La conquête à l’envers est un thème qui a été abordé dans la littérature latino-américaine, particulièrement par Carlos Fuentes dans le recueil L’Oranger, et notamment dans la nouvelle «Les deux rives». Les auteurs mexicains – Fuentes, donc, qui lui aussi a mis en scène, entre autres dans le magistral Terra Nostra, un personnage convoquant la figure de Christophe Colomb, et surtout Octavio Paz, dont l’essai Le Labyrinthe de la solitude (1950) fouille au plus profond de l’inconscient mexicain le traumatisme de la dualité de la Malinche, cette princesse autochtone qui a donné un fils à Cortès et lui a servi de truchement lors de la conquête – s’expriment à partir de leur propre Histoire, et réfléchissent au sort américain du point de vue du «découvert». Laurent Binet, dans Civilizations, brode le motif depuis l’Europe, même s’il donne voix aux Incas. La perspective est entièrement déviée par rapport aux auteurs latino-américains. Civilizations est un texte qui parle de l’Europe sociale et politique du XVIème siècle, et, au fond, très peu des Incas. Ce livre est un miroir grossissant qui met la focale sur ce que nous sommes et avons été. La preuve est peut-être à débusquer dans la langue elle-même : chez Binet, les Incas apprennent le castillan, qui est la langue de la Conquête espagnole. Si les Européens conquis par les Incas avaient dû s’exprimer en quechua, la logique uchronique eût été poussée à son paroxysme. Et là, alors, sans doute, la face du monde eût été vraiment changée.

 

L’air ambiant est à l’uchronie et à la dystopie, notamment dans l’imaginaire des séries. La torsion de l’Histoire, passée ou contemporaine, est, en général, motif à réflexion sur nos agissements immédiats.

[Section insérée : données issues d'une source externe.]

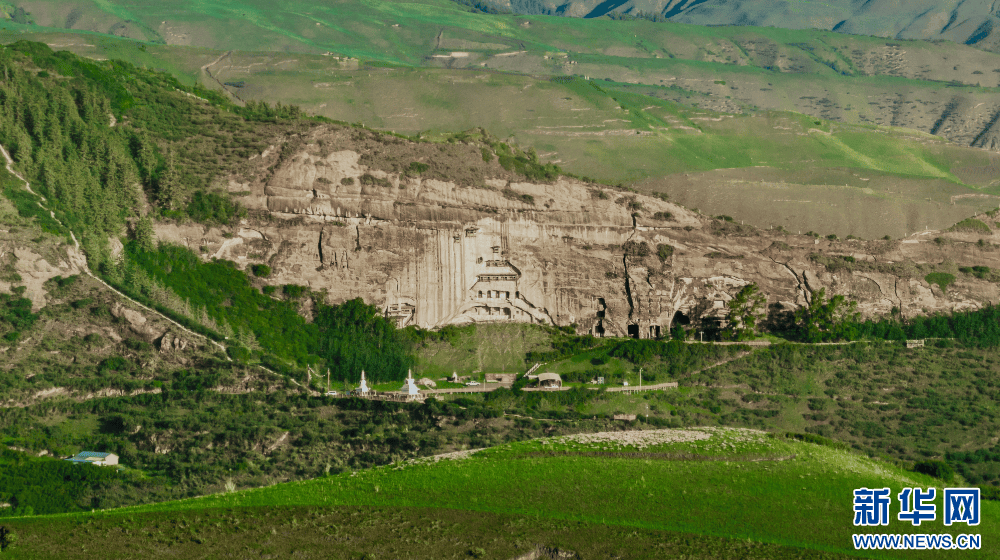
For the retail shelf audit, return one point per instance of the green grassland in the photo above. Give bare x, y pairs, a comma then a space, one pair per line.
735, 484
666, 111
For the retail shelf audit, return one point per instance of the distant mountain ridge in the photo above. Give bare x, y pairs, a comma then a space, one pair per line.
972, 22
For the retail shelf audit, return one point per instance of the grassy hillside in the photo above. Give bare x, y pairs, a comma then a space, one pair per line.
663, 113
736, 484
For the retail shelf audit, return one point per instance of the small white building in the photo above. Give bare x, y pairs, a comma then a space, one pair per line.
409, 387
94, 458
550, 380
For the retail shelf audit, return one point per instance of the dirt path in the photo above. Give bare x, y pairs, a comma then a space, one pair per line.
79, 259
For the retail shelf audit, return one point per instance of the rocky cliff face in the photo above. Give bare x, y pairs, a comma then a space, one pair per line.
433, 252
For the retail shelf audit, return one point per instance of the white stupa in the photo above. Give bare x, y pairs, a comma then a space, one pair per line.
409, 387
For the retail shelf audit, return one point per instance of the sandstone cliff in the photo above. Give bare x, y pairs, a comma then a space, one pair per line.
343, 214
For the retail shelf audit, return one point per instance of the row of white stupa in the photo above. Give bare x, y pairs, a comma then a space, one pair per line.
408, 388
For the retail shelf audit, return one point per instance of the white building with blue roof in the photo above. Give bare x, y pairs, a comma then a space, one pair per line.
94, 458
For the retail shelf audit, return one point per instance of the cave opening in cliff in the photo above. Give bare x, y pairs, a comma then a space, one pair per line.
633, 331
680, 319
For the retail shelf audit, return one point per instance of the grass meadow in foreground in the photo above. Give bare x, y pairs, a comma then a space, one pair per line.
352, 532
721, 482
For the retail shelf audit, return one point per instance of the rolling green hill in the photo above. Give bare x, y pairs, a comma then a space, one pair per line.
659, 117
729, 485
961, 22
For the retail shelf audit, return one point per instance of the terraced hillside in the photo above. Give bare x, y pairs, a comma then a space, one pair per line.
972, 23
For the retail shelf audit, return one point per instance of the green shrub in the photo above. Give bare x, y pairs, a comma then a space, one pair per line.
971, 225
937, 469
981, 272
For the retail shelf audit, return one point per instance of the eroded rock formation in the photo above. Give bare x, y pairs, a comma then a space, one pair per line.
432, 252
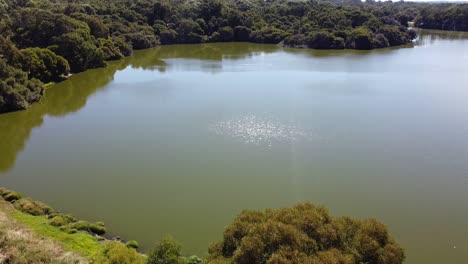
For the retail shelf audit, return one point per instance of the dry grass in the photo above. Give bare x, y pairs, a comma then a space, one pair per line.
20, 245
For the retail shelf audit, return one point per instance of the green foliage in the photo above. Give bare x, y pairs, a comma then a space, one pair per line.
304, 233
40, 38
17, 92
442, 16
132, 244
10, 196
32, 207
168, 251
88, 227
117, 253
44, 65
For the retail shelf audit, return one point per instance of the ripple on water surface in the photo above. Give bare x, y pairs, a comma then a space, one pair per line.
259, 130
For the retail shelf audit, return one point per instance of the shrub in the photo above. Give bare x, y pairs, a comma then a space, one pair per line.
268, 35
32, 207
68, 229
166, 252
117, 253
58, 221
304, 233
132, 244
9, 195
89, 227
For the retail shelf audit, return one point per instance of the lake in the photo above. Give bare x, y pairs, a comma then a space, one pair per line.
179, 139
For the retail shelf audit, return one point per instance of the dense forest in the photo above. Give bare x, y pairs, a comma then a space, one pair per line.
45, 41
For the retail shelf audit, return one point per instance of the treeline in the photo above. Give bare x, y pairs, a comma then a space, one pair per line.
304, 233
443, 17
47, 40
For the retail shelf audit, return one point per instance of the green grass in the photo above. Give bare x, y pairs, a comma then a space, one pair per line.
82, 243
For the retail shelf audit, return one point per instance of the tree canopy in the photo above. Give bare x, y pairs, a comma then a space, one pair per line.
304, 233
49, 39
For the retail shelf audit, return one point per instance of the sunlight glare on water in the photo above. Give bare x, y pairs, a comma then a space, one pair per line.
259, 130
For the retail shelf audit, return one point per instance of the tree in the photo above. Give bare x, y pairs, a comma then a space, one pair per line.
168, 251
304, 233
44, 65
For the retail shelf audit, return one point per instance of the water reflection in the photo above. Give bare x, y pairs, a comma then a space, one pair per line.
259, 130
71, 95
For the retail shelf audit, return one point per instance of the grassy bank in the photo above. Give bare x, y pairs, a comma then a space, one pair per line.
21, 242
31, 232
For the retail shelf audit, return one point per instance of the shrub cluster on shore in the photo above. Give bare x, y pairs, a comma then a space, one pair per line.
45, 41
304, 233
66, 223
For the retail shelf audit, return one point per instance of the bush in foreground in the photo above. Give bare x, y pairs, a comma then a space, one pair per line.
117, 253
304, 233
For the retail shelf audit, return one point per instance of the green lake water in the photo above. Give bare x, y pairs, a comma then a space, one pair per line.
178, 139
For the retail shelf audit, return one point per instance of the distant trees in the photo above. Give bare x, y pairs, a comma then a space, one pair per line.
444, 17
41, 38
44, 65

Dans Civilizations, on reste quelque peu sur sa faim. L’exercice est bien mené, solidement documenté, plaisamment décliné, mais… mais il manque quelque chose, qui peut-être sera déployé ultérieurement. Laurent Binet donne aux Incas un rôle civilisateur, envisagé à la fois selon l’Histoire et un sens revisité – si tant est que l’Histoire ait un sens – plus ou moins à l’aune de préoccupations contemporaines ou supposées telles. Cela dit, rêvons un peu… Et si l’on poursuivait l’exercice ? Et si l’on envisageait de le poursuivre en restant dans la sphère uchronique et que l’on passait la barrière des XVIème et XVIIème siècles… Et si l’on prolongeait la courbe jusqu’au XVIIIème des Lumières, qui n’aurait pas forcément lieu d’être… Tout cela donne le vertige. Et de ce vertige-là, Binet ne nous donne pas les prémices. Civilizations est circonscrit, entendons par là que le texte se cantonne strictement à la période historique envisagée, convoque les figures du temps historique et littéraire – Charles Quint, Luther, Erasme, Cervantès, Montaigne… – mais ouvre peu de perspectives. Laurent Binet pose les bases d’un grand chamboulement qui appelle, réclame, un prolongement.


Laurent Binet, Civilizations, éd. Grasset, 14 août 2019, 384 pages.